The lobbyist said Reps. Oxley and Baker are concerned that the new regulators' lack of involvement will create the same situation as existed during work on the 1999 Gramm-Leach-Bliley Act, where existing federal regulators like the Federal Reserve Board and the Securities and Exchange Commission, played a far greater role in drafting the bill than insurance regulators.
The Financial Services panel is working on the bill at the urgent request of industry, which feels that the lack of uniform regulation is raising costs, and, for the life industry, allowing competitors dealing with more uniform rules, like the securities, banking and mutual funds, to grow at a much faster rate.

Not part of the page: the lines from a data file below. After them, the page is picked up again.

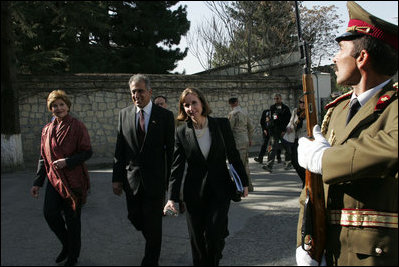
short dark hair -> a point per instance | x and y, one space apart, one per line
138 78
384 58
161 96
233 100
58 94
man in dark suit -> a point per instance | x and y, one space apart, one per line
145 138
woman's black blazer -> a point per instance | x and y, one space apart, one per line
212 171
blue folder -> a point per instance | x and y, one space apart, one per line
237 180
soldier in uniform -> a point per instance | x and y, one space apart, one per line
357 153
243 130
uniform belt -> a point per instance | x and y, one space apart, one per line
364 218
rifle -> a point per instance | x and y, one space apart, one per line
314 221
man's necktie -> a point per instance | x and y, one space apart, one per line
141 128
355 106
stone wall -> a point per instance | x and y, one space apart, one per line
97 99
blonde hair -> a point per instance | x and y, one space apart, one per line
58 94
206 110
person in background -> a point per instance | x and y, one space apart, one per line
265 123
280 116
243 130
296 129
356 149
204 142
143 155
65 146
161 101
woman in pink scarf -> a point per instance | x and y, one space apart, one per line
65 146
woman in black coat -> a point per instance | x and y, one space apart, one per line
203 142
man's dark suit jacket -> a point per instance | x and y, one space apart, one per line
200 170
145 166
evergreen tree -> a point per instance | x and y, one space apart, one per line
99 36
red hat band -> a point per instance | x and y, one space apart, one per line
360 26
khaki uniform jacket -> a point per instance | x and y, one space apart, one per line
360 174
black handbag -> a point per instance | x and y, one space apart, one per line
236 189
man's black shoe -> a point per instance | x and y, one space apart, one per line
267 168
62 256
71 262
258 160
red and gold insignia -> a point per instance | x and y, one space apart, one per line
382 102
338 99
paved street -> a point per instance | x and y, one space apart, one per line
262 226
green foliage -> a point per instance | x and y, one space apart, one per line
98 36
265 29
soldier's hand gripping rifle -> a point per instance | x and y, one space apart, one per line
313 225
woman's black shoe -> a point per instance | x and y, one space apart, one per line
62 256
71 262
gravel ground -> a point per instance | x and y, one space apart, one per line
262 227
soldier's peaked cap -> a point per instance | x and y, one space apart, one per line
363 23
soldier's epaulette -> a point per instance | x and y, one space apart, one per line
338 99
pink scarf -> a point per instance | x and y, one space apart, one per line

The timetable of work on SMART in the House Financial Services Committee would take a week-by-week approach, according to the letter. Starting April 6 through a final draft release of April 12, SMART Titles II and III, addressing insurer licensing and surplus lines, would be fine-tuned.
Work on other titles would be completed as follows: Title X and XIV, Anti-fraud and financial surveillance, from April 13-19; Title IX and XIII, reinsurance and receivership, from April 20-26; Title V and XI, life insurance and viaticals, from April 27-May 3; Title II and XII, market conduct and miscellaneous insurance, May 4-10; Title VI and VII, partnership and producer licensing, May 18-24; and, Title XVI, competitive markets, May 25-June 7.
The bill will need bipartisan support. In recent comments, Rep. Barney Frank, D-Mass., ranking minority member of the committee, said his perception of the shape of federal intervention in insurance regulation would be to "require states to defer to other states,” i.e., encouraging interstate compacts and reciprocity.
Reps. Oxley and Baker also indicate they view this approach as having the most support from Republicans on the committee
However, Mr. Frank implied that he would support legislation facilitating such reciprocity only for the life industry. "Property-casualty regulation must remain local,” he stated emphatically, an approach the property-casualty industry rejects, but most state regulators support.
The Property-Casualty industry wants a market approach to regulation, and one of the challenges Reps. Oxley and Baker face in getting a bill through the committee is balancing those concerns.